Dunn concluded the chapter by gathering up all the evidence surveyed thus far. Prayers and hymns were quite similar to the regular practice in the other religious cults. Yet the early Christian gatherings for worship as well as their shared meals were unique. They had no sacred space offered to their deity. Jesus was often invoked and appealed to. He was likewise given praise within the same breath as praise to God. Dunn then makes a significant point regarding the evidence examined thus far. He writes that his original question, ‘Did the first Christians worship Jesus?’ is too narrow and perhaps misleading. He now asks whether early Christian worship possible apart from Jesus. Without giving a direct answer to this inquiry, he leads on into the next chapter: ‘Monotheism, heavenly mediators and divine agents’.
I have several feelings on this chapter. I will therefore state them in the following bullet points:
-The fact that the verb proseuchesthai (‘to pray’) is never onces used with Jesus as the object is significant. Yes Jesus is appealed to and called upon, but these designations are not as conclusive for unambiguous prayer devotion. Also, if ‘all power on heaven and earth has been given to Jesus,’ then surely he is able to hear prayers as an exalted human being. The latest Gospel, John, seems to depict Jesus as accepting petitions in some way. How much of this language is based on the polemic between late 1st century Judaism and the Johannine Community is still worth pondering…

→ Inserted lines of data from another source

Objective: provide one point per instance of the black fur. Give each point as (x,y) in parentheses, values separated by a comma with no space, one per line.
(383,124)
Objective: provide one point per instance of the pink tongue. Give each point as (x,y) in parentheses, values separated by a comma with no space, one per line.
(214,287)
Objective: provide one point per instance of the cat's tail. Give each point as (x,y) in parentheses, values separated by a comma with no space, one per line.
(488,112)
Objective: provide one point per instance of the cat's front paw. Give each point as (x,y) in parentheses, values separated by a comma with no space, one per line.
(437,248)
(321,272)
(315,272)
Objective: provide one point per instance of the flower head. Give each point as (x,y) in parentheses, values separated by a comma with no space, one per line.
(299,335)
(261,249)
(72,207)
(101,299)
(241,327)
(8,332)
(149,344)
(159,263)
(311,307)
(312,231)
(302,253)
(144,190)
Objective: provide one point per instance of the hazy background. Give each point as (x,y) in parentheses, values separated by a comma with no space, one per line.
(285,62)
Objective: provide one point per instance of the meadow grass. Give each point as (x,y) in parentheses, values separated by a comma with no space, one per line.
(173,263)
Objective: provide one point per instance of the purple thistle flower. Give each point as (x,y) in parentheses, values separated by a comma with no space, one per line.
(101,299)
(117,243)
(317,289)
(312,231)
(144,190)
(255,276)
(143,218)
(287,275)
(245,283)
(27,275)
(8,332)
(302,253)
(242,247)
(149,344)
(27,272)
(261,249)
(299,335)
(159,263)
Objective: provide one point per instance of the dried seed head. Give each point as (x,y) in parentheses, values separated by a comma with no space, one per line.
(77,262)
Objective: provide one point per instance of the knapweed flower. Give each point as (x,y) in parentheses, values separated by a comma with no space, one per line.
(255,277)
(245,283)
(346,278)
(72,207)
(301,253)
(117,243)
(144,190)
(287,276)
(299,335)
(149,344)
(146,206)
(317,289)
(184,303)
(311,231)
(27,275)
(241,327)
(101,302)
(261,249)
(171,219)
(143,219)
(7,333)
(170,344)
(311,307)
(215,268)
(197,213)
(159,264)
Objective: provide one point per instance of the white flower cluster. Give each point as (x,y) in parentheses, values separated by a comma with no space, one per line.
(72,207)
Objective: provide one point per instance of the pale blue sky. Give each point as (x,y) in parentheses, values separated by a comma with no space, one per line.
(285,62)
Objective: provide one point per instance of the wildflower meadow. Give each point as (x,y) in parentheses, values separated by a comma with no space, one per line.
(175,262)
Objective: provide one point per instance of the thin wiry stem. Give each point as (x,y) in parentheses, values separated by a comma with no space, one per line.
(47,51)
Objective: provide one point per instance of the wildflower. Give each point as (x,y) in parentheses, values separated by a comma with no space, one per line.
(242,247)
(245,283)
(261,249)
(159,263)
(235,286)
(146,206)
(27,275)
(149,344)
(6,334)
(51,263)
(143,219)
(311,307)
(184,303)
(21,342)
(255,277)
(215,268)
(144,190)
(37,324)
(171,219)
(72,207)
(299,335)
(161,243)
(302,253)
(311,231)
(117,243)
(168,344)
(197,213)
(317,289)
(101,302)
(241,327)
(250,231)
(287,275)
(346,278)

-Jesus never commanded for his disciples to pray to him.
-Dunn’s question of whether or not the invoking of Jesus is similar to the not-much-later invoking of dead saints by the Catholic Church is an interesting question I would like to sit on for awhile.
-Yes, Jesus is unambiguously praised and sung to in the book of Revelation. Yet why is this possible? Note Rev. 5:9-10;
And they sang a new song, saying, “Worthy are You to take the book and to break its seals; for You were slain, and purchased for God with Your blood men from every tribe and tongue and people and nation. You have made them to be a kingdom and priests to our God; and they will reign upon the earth.”
Jesus was worthy of song because he purchased humanity with his blood and redeemed them to God. This is a different argument for the reason for worship than what is given to the One sitting on the throne in Rev. 4.
-The fact that sacrifice, which was universally understood as an act of worship to God/a god, was never offered to Jesus is a point I had never considered. This is another thing for me to sit on.
-Dunn’s conclusion of this chapter is proof enough that the subject of worship involving Jesus is not a simple subject which can be settled in a few statements. I am now fully convinced that the issue is indeed complex and worthy of detailed study and consideration.